The following example is correct for sale and finance leaseback transactions occurring before 9 October 2007. See BLM35026 for changes

Where the sale is not recognised the accounting treatment regards the transaction purely as a refinancing exercise. The asset is not treated as if it had been sold and the profit on sale is not taken. The asset stays in the vendor’s balance sheet at its book value and the sale proceeds is shown as a creditor. The accounting entries are:

Balance Sheet Entry Amount
Dr bank £30,000
Cr finance lease creditor* £30,000

* The tax legislation generally refers to accounting ‘as a finance lease or loan’ as it might be argued that this liability is presented as a loan in the accounts.

At the end of Year 5 the asset is in the balance sheet at its written down value of £25,000 (cost £50,000 less depreciation £25,000).

Annual entries in profit and loss account in years 6 to 10 are limited to

  • the depreciation of asset as before:

(10 % x original cost of 50,000) = 5,000

  • plus the finance charge element of the lease rentals

Tax consequences

Under the new finance lease, the capital repayment element in the rentals total £30,000 and this is payable over five years (Years 6 to 10 inclusive). The asset will be worth nothing at the end of ten years and so the full amount of these rentals has to be written off over this period. But, because the asset has stayed in the balance sheet at its existing written down value of £25,000, the actual depreciation charge will only write off £25,000 by the end of year ten - a shortfall of £5,000. Prior to FA 2004, to find the allowable revenue rental deduction each year you use the actual rate of write off in the accounts as a guide. That is, multiply the total capital repayable (£30,000) by

the actual depreciation each year (£5,000) = 1/5th or 20 %.

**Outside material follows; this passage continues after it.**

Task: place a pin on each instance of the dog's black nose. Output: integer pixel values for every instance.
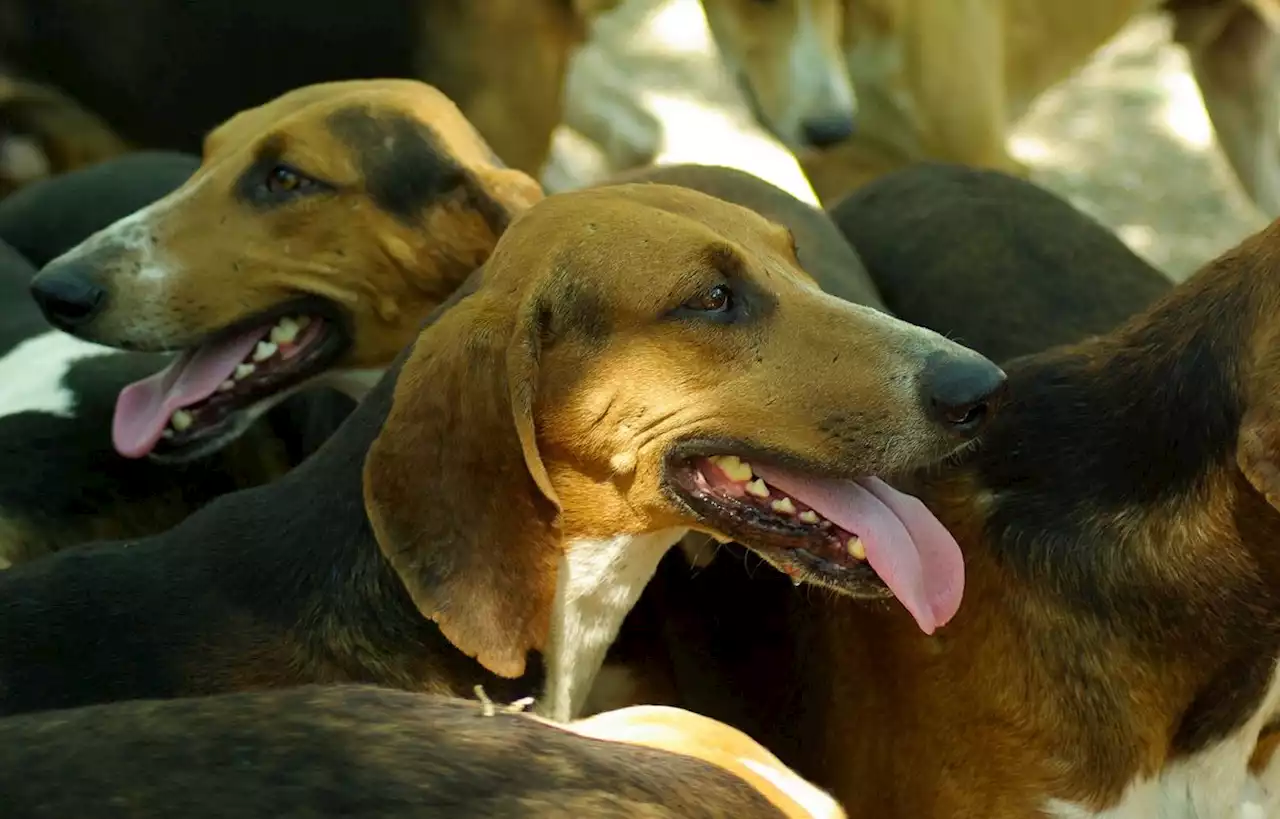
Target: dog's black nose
(961, 392)
(826, 131)
(68, 296)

the total amount of actual depreciation to be written off (£25,000).

  • In this example 20% of the total capital element in the rentals (£30,000) is allowable for tax purposes each year, namely £6,000.
  • Depreciation of £5,000 is actually charged in arriving at the commercial profits each year. So a further £1,000 a year must be deducted in the tax computation.
  • There has actually been a sale and so there will be a capital allowances disposal event. (There will not be a chargeable gain as the sale proceeds were less than cost and are dealt with through the capital allowances computation).

Following FA 2004, for pre 9 October 2007 leases only, and assuming there was a restricted disposal value under CAA01/S222, the deduction for the rentals will be restricted under CAA01/S228B.

If the sale and lease-back was for £20,000 rather than £30,000, the accounting entries would be unaffected. The charge to profit and loss would be £5,000 per annum. But this would have to be adjusted for tax purposes to add back the amount of the depreciation that represents the capital loss on sale of the asset (£5,000), the amount disallowed being £1,000 for each of the 5 years of the finance lease. Following FA 2004, for pre 9 October 2007 leases only, and assuming there was a restricted disposal value under CAA01/S222, the deduction for the rentals will be restricted under CAA01/S228B.